Introduction: First data, then technology
Let us reframe a conversation we have constantly.
Over the past 24 months, we’ve heard from CIOs, CTOs, and forward-leaning CMOs. Nearly all of them ask the same question: “What’s our AI strategy?” They want a vendor shortlist, a use-case matrix, or a governance framework.
But every time, we have to stop them and say: “You don’t need an AI strategy yet. You need an information management (IM) strategy first. And the fact that you don’t see the difference is why your pilot projects are already at risk.”
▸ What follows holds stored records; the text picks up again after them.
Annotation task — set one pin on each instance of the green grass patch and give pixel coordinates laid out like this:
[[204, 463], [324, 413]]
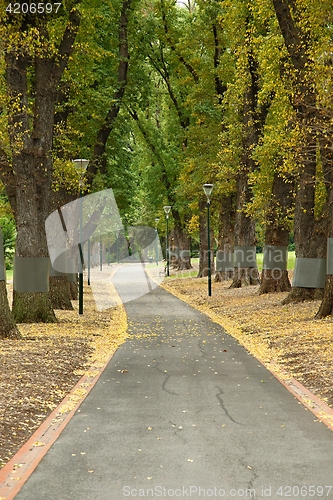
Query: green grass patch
[[291, 260]]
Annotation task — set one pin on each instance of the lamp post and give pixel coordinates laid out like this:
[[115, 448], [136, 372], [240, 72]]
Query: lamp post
[[81, 165], [156, 222], [167, 209], [208, 188]]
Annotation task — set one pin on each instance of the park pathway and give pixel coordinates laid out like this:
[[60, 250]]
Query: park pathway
[[182, 410]]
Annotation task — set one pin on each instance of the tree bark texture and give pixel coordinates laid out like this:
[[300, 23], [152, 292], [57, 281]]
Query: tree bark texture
[[254, 117], [60, 293], [31, 147], [326, 306], [276, 234], [310, 234]]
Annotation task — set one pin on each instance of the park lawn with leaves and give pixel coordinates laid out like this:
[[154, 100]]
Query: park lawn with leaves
[[41, 368], [286, 339]]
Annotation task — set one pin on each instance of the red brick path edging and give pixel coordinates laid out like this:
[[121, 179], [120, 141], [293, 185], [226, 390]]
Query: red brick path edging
[[16, 472]]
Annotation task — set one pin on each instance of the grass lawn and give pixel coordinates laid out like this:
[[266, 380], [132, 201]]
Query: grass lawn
[[291, 260]]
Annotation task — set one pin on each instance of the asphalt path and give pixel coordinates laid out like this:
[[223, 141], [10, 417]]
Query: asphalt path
[[183, 411]]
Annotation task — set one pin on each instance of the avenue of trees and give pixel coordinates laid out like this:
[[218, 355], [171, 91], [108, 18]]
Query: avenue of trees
[[162, 97]]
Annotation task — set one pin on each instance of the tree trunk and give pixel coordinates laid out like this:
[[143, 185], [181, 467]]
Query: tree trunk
[[245, 270], [326, 306], [60, 293], [224, 254], [310, 234], [203, 255], [274, 276], [8, 328], [254, 116], [31, 85]]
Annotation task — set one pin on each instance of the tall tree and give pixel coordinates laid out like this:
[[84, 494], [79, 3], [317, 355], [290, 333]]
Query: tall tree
[[36, 55], [309, 230]]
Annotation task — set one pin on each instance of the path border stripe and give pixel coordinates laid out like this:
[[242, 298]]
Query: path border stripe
[[17, 471]]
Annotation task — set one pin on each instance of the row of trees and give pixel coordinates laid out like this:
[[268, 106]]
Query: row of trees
[[163, 96]]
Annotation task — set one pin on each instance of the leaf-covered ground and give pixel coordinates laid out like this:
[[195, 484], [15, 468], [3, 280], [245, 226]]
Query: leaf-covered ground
[[287, 339], [40, 369]]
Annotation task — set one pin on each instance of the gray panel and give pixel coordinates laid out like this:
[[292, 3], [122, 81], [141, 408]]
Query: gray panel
[[329, 265], [224, 261], [275, 257], [310, 273], [245, 257], [31, 274], [2, 260]]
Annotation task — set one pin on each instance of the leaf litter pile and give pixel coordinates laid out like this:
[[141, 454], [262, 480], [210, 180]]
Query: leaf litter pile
[[286, 339], [40, 369]]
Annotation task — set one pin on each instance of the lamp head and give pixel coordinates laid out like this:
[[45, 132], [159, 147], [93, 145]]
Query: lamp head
[[208, 188]]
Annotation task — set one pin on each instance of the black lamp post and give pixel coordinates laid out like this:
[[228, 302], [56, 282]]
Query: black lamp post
[[81, 165], [208, 188], [156, 222], [167, 209]]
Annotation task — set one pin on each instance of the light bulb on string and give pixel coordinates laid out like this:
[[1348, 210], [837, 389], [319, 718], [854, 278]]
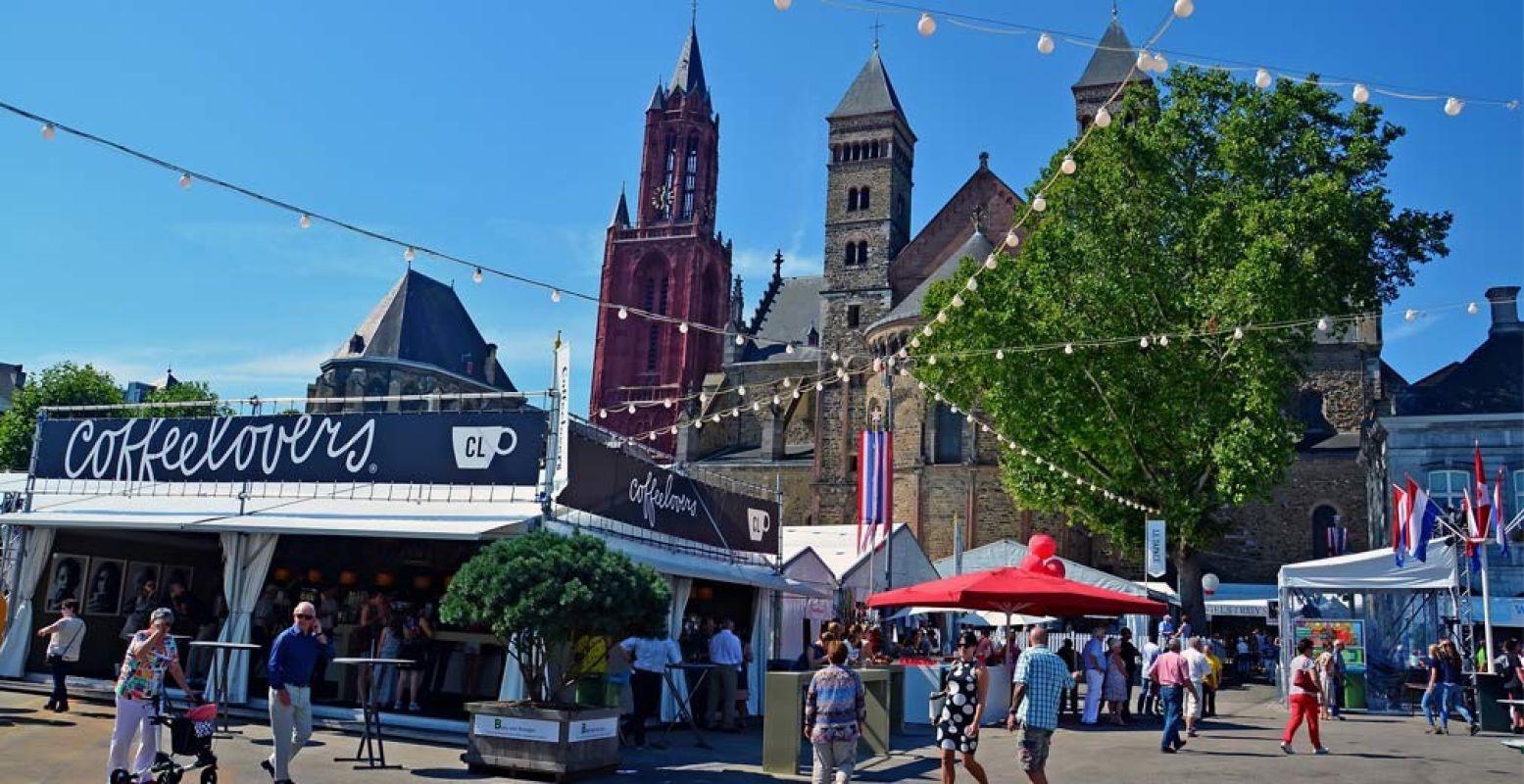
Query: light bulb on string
[[927, 24]]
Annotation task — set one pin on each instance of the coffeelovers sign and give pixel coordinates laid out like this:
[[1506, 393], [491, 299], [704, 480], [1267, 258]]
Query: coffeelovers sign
[[466, 449], [620, 487]]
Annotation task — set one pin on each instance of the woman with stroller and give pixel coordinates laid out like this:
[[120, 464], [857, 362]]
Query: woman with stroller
[[139, 687]]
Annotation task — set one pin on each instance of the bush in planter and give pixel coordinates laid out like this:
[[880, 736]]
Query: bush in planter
[[543, 592]]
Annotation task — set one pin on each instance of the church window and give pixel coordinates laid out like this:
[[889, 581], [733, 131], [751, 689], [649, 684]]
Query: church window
[[1323, 518], [689, 177], [948, 433], [1445, 488]]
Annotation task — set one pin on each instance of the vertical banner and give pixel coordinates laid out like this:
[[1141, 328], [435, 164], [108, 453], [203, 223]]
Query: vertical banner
[[1154, 548]]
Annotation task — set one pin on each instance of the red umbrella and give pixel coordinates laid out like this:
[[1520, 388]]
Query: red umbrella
[[1016, 591]]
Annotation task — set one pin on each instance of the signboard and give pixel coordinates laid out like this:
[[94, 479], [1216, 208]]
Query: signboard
[[620, 487], [466, 449], [1154, 548], [510, 726], [1351, 632]]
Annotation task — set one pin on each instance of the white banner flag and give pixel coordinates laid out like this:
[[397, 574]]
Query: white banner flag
[[1154, 548]]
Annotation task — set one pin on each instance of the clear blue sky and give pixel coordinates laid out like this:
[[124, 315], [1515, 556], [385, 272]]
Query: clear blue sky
[[503, 130]]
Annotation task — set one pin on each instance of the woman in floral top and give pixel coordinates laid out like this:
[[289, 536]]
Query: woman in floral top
[[151, 653]]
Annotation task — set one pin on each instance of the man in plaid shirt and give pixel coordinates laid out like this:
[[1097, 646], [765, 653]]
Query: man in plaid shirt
[[1040, 680]]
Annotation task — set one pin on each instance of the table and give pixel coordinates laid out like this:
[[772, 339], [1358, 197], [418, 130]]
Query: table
[[684, 711], [375, 756], [220, 653]]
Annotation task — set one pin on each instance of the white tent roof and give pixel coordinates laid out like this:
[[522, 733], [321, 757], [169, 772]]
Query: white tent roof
[[1373, 570]]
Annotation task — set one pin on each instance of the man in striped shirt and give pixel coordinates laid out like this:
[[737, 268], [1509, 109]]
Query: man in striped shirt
[[1038, 684]]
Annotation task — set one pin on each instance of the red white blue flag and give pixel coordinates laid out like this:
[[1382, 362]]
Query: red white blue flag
[[875, 484]]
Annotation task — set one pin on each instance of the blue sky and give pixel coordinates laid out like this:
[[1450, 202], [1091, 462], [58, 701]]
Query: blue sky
[[502, 131]]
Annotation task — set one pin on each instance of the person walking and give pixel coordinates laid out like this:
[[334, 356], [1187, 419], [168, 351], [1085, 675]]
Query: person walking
[[293, 658], [725, 655], [150, 657], [963, 710], [1302, 694], [834, 714], [1172, 674], [650, 658], [1038, 687], [1452, 688], [63, 652], [1095, 662]]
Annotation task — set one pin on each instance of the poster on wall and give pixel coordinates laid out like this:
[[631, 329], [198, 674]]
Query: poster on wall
[[104, 594], [612, 484], [68, 580], [1352, 633], [425, 447]]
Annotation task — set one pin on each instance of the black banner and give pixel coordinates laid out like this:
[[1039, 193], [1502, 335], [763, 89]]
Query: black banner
[[466, 449], [612, 484]]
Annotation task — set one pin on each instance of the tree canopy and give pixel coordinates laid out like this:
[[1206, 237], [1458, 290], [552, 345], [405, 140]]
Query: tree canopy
[[1210, 205], [541, 594]]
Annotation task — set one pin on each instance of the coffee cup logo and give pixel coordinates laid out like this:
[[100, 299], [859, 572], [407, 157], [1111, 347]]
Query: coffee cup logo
[[758, 523], [477, 446]]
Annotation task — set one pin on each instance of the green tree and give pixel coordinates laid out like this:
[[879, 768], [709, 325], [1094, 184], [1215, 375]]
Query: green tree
[[1215, 205], [183, 392], [543, 592], [61, 384]]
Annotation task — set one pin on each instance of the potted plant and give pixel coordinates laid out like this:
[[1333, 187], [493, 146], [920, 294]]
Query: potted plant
[[554, 603]]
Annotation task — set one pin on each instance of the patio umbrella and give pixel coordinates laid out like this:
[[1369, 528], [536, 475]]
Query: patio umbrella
[[1016, 591]]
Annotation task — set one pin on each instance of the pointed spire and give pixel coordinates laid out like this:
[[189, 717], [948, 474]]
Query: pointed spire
[[620, 213], [689, 72]]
That may sound direct, but as a leader making AI investment decisions, you need the unvarnished truth. Generative AI and LLMs are not magic. They are probability engines. They don’t reason or understand, they pattern-match on whatever data you feed them. If that data is chaotic, duplicated, obsolete, or wrong, your AI will be spectacularly, expensively wrong at scale.
In a recent workshop that OpenText ran with Deep Analysis at the annual AI+IM Global Summit, we spent time with practitioners from a range of industries, from organizations that triage situations of human trauma to regulated banks and oil companies. Despite their differences, they all faced a strikingly similar challenge. AI was delivering real value in focused, well-scoped use cases while broader initiatives kept stalling. The gap wasn’t the technology. It was the data behind it, and the organizational pressure to move faster than their information foundations could support.
So, let’s talk about why information management, that unglamorous, decades-old discipline of records management, metadata, and data governance, has suddenly become your single most critical strategic capability.
The core problem: Garbage in, garbage out, at warp speed
You’ve heard the phrase “garbage in, garbage out” (GIGO). With traditional analytics, garbage moved slowly. A bad report meant a bad quarterly decision. With generative and agentic AI, garbage is instantaneous and conversational. Additionally, it is often taken as fact without source information being checked, as AI responses are designed to be plausible. So, let’s add another variation on GIGO – “garbage in, gospel out” – as what the AI prompt generates may well be garbage, but it’s plausible garbage, and many will take it to be true and accurate.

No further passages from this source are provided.